Though I’m now in Canada, which means I don’t have access to much test equipment, Mike is extremely supportive, and has hired an engineer, in Shenzhen, to investigate on our behalf.
I did borrow an old, analog multi-meter from a friend, and actually it turned out to provide better readings than my digital one back in Taiwan! Where previously I was getting spurious readings - resistors that I knew are 50 kΩ were reading 40 kΩ or 10 kΩ or 70 kΩ depending on surrounding components: the analog meter said, categorically, “1 kΩ” when connected to a 1 kΩ resistor. Now, it may have been a fluke, however I swear that for about one second the voltage from the SY8008B actually read 3.3 V, just as it was supposed to.

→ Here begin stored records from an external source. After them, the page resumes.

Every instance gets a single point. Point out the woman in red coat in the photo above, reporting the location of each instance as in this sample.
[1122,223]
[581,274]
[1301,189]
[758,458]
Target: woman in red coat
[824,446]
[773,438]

I thought about this for a while, and there is another quite simple hypothesis: the BGA balls on either the A20 or the DRAM - more likely the A20 - are shorted out. The AXP209 PMIC is detecting this, and shutting down the SY8008B. The only way to check this is with an X-ray of the assembled PCBs, so that’s what Mike is arranging. He’ll send me the images for inspection, the moment they’re available, and you’ll be able to see them in a future update.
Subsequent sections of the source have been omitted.